On the other side, advocates from the creative industries emphasize the real economic and moral harms of large-scale unlicensed copying, and some criticize the district court for underestimating the practical difficulties of identifying millions of rights holders and adjudicating individualized claims.

How this fits into the broader litigation landscape

Anthropic’s dispute is one among dozens of lawsuits over AI training data in the United States. Plaintiffs have sued or threatened suits against multiple AI operators—Alphabet, Google, OpenAI, Meta, Microsoft, Stability AI, Nvidia, Mosaic ML, Ross Intelligence and others—alleging unauthorized use of books, news articles, song lyrics and other copyrighted materials. Music publishers separately pursued litigation that led to a settlement with Anthropic and other record‑label agreements in which Anthropic agreed not to output copyrighted lyrics or use them as a basis for producing similar lyrics. These cases are concentrated primarily in the Northern District of California and the Southern District of New York, making the resolution in those venues particularly consequential for industry practices.

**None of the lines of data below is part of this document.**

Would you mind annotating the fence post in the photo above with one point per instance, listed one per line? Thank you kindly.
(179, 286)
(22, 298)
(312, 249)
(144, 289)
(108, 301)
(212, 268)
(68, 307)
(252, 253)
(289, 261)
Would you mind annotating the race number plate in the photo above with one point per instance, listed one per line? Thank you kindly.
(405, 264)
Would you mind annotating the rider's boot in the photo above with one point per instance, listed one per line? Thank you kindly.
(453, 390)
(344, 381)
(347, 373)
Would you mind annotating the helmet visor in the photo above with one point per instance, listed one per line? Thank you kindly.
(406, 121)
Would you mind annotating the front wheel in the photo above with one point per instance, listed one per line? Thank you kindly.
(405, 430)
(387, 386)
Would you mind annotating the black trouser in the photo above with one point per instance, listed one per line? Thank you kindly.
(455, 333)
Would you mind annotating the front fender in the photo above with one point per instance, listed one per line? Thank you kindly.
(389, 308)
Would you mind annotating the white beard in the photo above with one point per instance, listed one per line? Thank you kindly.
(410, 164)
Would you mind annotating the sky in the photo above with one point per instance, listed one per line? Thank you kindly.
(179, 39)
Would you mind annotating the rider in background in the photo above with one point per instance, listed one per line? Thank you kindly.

Practical and policy implications

The outcome of Anthropic’s appeal and related rulings could produce several concrete consequences:

Industry practices on data collection and curation: A ruling for plaintiffs could force AI companies to adopt more conservative ingestion practices, invest heavily in licensing, or rely on sanitized/curated corpora.
Litigation risk and insurance: Broad certification could create existential settlement pressure and reshape how companies budget for legal risk and insurance.
Regulatory and legislative responses: Congressional or administrative clarifications about training data, exceptions for machine learning, or new licensing frameworks could follow from judicial uncertainty.
Research and innovation trade-offs: Stricter restrictions could slow model development or push more R&D offshore, affecting U.S. competitiveness—an explicit concern raised by tech‑industry amici.

What to watch next

Key near-term milestones to follow are the appeals-court briefing and decision on class certification, potential interlocutory rulings clarifying the scope of fair use for model training, and any settlements that might resolve subset claims (as occurred with some music-rights plaintiffs). If the Ninth Circuit blocks class certification, the case would proceed on an individual basis and reduce the immediate existential-risk argument made by Anthropic. If the appeals court allows a broad class to stand, the litigation calculus for all model developers will change materially.

Ultimately, the Anthropic litigation is shaping into a test case at the intersection of copyright doctrine, machine-learning practice and public policy. The courts will be asked not only to apply existing fair-use law to new technology, but also to weigh how procedural devices like class actions should operate when they have the potential to affect entire industrial sectors and the pace of AI innovation.